Impact of Morphine Treatment on Infarct Size and Reperfusion Injury in Acute Reperfused ST-Elevation Myocardial Infarction

Ingo Eitel; Juan Wang; Thomas Stiermaier; Georg Fuernau; Hans-Josef Feistritzer; Alexander Joost; Alexander Jobs; Moritz Meusel; Christian Blodau; Steffen Desch; Suzanne de Waha-Thiele; Harald Langer; Holger Thiele

doi:10.3390/jcm9030735

Impact of Morphine Treatment on Infarct Size and Reperfusion Injury in Acute Reperfused ST-Elevation Myocardial Infarction

J Clin Med. 2020 Mar 9;9(3):735. doi: 10.3390/jcm9030735.

Authors

Ingo Eitel^{1

2}, Juan Wang^{1

2

3}, Thomas Stiermaier^{1

2}, Georg Fuernau^{1

2}, Hans-Josef Feistritzer⁴, Alexander Joost^{1

2}, Alexander Jobs⁴, Moritz Meusel^{1

2}, Christian Blodau^{1

2}, Steffen Desch⁴, Suzanne de Waha-Thiele^{1

2}, Harald Langer^{1

2}, Holger Thiele⁴

Affiliations

¹ University Heart Center Lübeck, Medical Clinic II (Cardiology/Angiology/Intensive Care Medicine), University Hospital Schleswig-Holstein, 23538 Lübeck, Germany.
² German Center for Cardiovascular Research (D.Z.H.K.), partner site Hamburg/Kiel/Lübeck, 23538 Lübeck, Germany.
³ The Second People's Hospital of Yibin, 644000 Yibin, Sichuan, China.
⁴ Department of Internal Medicine/Cardiology, University of Leipzig-Heart Center, 04289 Leipzig, Germany.

Abstract

Current evidence regarding the effect of intravenous morphine administration on reperfusion injury and/or cardioprotection in patients with myocardial infarction is conflicting. The aim of this study was to evaluate the impact of morphine administration, on infarct size and reperfusion injury assessed by cardiac magnetic resonance imaging (CMR) in a large multicenter ST-elevation myocardial infarction (STEMI) population. In total, 734 STEMI patients reperfused by primary percutaneous coronary intervention <12 h after symptom onset underwent CMR imaging at eight centers for assessment of myocardial damage. Intravenous morphine administration was recorded in all patients. CMR was completed within one week after infarction using a standardized protocol. The clinical endpoint of the study was the occurrence of major adverse cardiac events (MACE) within 12 months after infarction. Intravenous morphine was administered in 61.8% (n = 454) of all patients. There were no differences in infarct size (17%LV, interquartile range [IQR] 8-25%LV versus 16%LV, IQR 8-26%LV, p = 0.67) and microvascular obstruction (p = 0.92) in patients with versus without morphine administration. In the subgroup of patients with early reperfusion within 120 min and reduced flow of the infarcted vessel (TIMI-flow ≤2 before PCI) morphine administration resulted in significantly smaller infarcts (12%LV, IQR 12-19 versus 19%LV, IQR 10-29, p = 0.035) and reduced microvascular obstruction (p = 0.003). Morphine administration had no effect on hard clinical endpoints (log-rank test p = 0.74) and was not an independent predictor of clinical outcome in Cox regression analysis.

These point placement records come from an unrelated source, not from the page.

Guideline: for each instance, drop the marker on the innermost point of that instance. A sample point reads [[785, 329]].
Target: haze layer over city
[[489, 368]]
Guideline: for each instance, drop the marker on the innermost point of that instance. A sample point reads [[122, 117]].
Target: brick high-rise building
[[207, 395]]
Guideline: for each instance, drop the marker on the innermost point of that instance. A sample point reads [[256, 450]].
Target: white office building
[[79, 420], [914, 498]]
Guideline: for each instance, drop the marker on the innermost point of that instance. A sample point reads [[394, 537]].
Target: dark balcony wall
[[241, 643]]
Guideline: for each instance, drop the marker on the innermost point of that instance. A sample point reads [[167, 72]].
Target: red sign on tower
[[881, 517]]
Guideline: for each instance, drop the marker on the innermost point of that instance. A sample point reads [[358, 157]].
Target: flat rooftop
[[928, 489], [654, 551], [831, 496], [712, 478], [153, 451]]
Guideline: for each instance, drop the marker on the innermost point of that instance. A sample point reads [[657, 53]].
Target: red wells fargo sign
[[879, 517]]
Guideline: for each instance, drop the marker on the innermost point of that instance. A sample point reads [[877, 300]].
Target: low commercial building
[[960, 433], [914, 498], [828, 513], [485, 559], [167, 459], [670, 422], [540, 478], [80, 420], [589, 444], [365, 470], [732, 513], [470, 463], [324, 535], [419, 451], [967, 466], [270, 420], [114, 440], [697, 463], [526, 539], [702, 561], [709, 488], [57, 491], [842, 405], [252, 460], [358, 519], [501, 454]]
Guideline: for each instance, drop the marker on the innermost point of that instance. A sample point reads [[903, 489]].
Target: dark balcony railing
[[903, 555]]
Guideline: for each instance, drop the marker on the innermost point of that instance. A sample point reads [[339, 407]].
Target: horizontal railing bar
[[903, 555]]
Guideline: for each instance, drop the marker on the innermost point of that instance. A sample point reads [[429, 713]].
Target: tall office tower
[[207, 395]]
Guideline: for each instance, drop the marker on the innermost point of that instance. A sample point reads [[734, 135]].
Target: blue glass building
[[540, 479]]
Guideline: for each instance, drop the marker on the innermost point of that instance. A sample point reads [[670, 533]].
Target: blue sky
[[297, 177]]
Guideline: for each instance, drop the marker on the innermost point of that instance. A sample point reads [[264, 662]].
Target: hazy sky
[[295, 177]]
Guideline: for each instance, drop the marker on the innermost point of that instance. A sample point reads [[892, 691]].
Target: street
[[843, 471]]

In our large multicenter CMR study, morphine administration did not have a negative effect on myocardial damage or clinical prognosis in acute reperfused STEMI. In patients, presenting early ( ≤120 min) morphine may have a cardioprotective effect as reflected by smaller infarcts; but this finding has to be assessed in further well-designed clinical studies.

Keywords: CMR; ST-elevation myocardial infarction; infarct size; morphine; reperfusion.